Given that required plane passes through points P(2, 4, 2) and Q(2, 3, 5) and parallel to a line whose direction ratios are 3, -2, 1.
Now, direction ratios of line AB are 0, -1, 3
Let the direction ratios of normal to the plane are A, B and C.
Since, point P and Q lie on plane, therefore line joining points P and Q is perpendicular to normal.
∴ 0 x A + (-1) x B + 3 x C = 0 (condition of two perpendicular lines)
⇒ -B+3C = 0
⇒ B=3C .....(i)
Since, given plane is parallel to line 3i - 2j + k
∴ Normal to plane is perpendicular o line 3i - 2j + k
∴ 3A-2B+C = 0
⇒ 3A-6C+C = 0 (from(i))
⇒ 3A = 5C
⇒ A = 5C/3 .....(ii)
Hence, the direction ratios of normal to required plane are 5C/3, 3C, C or 5, 9, 3. (By putting C=3)

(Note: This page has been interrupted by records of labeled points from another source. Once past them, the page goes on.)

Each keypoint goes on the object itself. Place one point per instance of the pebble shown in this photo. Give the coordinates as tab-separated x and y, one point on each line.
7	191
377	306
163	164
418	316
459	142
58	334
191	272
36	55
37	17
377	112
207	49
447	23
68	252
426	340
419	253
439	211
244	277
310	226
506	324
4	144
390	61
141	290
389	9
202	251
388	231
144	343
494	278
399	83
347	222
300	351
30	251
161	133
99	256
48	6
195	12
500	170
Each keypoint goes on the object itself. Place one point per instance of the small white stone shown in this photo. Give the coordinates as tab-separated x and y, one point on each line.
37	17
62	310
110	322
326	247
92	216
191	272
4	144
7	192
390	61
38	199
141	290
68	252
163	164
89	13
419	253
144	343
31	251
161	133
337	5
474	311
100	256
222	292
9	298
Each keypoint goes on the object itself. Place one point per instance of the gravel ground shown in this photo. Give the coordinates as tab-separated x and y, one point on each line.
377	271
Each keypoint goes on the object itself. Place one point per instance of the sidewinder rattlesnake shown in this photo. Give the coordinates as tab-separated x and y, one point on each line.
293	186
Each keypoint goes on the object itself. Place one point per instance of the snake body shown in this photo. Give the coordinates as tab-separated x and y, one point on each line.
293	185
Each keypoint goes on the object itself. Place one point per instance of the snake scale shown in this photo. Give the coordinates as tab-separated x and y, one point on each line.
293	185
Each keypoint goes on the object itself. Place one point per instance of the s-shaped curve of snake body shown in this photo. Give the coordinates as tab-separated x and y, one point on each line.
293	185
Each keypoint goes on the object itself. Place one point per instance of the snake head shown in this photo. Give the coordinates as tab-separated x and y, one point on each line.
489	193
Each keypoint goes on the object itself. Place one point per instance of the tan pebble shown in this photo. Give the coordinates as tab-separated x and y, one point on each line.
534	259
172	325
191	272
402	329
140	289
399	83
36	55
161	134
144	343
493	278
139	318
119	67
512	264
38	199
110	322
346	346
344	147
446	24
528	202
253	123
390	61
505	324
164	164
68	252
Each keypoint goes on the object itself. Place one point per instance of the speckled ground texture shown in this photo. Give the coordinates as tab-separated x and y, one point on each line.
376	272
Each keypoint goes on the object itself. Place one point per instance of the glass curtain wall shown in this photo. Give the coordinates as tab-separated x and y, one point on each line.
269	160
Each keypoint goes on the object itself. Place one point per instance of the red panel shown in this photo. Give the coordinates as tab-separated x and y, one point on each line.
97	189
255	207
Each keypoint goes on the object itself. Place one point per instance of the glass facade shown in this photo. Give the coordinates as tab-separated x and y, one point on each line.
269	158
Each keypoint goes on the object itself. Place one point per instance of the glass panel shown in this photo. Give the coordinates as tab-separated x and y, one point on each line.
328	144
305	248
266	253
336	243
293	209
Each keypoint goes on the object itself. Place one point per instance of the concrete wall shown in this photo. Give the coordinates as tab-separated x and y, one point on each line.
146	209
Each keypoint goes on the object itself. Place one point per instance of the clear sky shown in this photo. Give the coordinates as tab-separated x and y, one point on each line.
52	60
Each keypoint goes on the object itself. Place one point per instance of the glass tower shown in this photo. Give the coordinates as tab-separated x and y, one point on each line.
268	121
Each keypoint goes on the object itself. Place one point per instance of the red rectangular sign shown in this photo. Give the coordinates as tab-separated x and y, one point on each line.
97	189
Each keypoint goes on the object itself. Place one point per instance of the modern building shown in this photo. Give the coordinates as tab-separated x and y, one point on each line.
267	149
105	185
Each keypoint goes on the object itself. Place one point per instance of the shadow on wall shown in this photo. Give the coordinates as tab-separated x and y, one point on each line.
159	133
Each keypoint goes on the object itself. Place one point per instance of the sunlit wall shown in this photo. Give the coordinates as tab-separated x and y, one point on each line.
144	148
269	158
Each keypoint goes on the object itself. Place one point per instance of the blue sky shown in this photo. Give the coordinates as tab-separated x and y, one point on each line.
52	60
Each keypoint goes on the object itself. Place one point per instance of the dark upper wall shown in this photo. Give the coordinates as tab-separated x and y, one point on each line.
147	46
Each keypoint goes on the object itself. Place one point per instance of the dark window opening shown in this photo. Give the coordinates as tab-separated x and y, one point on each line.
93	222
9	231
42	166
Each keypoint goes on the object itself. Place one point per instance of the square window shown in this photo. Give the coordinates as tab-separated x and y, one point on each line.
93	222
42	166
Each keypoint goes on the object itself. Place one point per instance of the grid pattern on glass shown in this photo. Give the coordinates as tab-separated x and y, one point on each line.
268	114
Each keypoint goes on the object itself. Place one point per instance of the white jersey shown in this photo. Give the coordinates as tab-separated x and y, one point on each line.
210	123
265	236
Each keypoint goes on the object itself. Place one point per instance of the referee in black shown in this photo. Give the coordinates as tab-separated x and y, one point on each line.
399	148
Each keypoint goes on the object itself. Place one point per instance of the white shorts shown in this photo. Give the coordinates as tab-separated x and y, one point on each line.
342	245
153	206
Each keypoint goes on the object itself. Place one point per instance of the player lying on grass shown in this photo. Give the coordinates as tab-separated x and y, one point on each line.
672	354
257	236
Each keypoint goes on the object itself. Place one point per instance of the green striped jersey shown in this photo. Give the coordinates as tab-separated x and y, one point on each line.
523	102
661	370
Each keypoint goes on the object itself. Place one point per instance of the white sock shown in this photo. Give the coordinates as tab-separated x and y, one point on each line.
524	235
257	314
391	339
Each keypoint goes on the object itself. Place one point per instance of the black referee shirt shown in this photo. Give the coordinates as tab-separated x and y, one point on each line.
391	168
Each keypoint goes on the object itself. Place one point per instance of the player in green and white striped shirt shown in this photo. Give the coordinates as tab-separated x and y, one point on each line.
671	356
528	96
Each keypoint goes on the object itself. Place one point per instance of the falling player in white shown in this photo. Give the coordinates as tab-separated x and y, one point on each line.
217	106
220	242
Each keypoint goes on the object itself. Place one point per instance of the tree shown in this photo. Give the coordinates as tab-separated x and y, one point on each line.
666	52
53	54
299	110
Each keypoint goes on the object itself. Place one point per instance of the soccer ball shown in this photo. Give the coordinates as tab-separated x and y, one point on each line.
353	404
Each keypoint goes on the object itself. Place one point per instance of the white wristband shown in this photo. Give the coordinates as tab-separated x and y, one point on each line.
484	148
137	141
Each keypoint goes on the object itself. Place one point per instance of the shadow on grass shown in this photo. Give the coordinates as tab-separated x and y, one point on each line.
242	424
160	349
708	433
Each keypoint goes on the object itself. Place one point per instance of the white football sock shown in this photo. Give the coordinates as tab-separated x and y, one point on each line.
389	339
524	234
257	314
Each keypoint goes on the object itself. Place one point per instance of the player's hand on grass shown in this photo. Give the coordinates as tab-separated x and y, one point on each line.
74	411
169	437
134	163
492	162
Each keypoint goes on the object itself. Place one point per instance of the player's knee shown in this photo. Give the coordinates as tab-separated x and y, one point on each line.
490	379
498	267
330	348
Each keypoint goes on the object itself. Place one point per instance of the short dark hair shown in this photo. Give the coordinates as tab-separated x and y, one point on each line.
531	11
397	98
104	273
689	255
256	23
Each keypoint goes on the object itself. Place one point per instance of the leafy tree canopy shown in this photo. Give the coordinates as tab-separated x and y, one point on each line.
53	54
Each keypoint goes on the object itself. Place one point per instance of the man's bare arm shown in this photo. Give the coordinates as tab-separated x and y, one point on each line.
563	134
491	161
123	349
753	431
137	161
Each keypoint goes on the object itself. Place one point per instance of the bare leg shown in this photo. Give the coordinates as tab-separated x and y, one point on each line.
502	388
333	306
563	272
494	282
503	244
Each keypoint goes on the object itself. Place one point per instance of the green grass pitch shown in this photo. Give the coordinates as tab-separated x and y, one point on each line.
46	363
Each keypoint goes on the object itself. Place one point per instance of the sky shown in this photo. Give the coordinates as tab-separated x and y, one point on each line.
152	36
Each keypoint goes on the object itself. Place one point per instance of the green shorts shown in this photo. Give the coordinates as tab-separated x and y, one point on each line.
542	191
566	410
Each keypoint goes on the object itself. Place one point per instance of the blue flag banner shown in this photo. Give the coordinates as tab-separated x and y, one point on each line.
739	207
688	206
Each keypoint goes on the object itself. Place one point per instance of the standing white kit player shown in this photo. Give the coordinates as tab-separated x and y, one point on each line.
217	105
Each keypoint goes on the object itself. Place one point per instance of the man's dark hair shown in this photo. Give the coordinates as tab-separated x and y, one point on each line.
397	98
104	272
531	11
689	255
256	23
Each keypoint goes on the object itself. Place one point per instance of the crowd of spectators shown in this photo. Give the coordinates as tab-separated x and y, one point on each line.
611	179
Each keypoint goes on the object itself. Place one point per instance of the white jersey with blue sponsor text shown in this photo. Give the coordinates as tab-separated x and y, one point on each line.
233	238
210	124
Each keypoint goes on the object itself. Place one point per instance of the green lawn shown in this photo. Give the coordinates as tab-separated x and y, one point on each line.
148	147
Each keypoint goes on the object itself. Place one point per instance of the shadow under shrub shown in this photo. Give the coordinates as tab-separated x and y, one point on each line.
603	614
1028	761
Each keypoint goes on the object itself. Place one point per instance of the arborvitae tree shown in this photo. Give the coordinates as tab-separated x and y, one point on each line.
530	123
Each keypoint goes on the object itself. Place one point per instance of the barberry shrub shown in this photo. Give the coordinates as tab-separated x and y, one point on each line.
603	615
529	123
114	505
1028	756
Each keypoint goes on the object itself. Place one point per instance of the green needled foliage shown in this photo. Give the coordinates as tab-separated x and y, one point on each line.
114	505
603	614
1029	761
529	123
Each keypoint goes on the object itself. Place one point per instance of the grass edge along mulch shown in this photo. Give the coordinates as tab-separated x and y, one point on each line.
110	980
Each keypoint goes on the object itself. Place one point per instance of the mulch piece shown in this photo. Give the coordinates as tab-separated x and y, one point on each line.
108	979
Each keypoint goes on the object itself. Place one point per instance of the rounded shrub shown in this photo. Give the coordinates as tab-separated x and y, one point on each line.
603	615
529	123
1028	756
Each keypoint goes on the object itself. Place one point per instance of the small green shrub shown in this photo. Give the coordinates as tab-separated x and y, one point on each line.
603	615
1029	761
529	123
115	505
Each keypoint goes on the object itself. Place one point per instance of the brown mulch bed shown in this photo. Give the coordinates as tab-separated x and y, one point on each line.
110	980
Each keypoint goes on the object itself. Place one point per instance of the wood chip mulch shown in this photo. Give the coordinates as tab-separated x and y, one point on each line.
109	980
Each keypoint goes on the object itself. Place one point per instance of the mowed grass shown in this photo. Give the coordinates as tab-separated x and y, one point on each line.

Therefore, the equation of the plane is 5x+9y+3z = d, where d is perpendicular distance of origin from plane.
Since, point (2, 4, 2) lies on plane.
∴ d = 2 x 5 + 4 x 9 + 2 x 3
= 10+36+6
= 52
∴ Equation of required plane is 5x+9y+3z = 52.
Equation of line joining the points 2i+j+3k and 4i+2j+3k is r = a+λ(b-a)
⇒ r = (2i+j+3k) + λ((4-2)i + (2-1)j + (3-3)k
⇒ xi+yj+zk = (2+2λ)i + (1+λ)j + 3k (∵ r = xi+yj+zk)
⇒ x = 2+2λ, y = 1+λ, z = 3
Hence, locus of arbitrary point on line joining points (2, 1, 3) and (4, 2, 3) is given by.
(x, y, z) = (2(1+2λ)), 1+λ, 3j
Since, line meets the plane, therefore equation of arbitrary point on line satisfies equation of plane.
∴ 5 x 2(1+λ) + 9 x (1+λ) + 3 x 3 = 52
⇒ 10+10λ+9+9λ+9 = 52
⇒ 19λ = 52-28 = 24
⇒ λ = 24/19
∴ point which lies on both line and plane is (x, y, z) = (86/19, 43/19, 3).
Hence, plane meets the line at (86/19, 43/19, 3).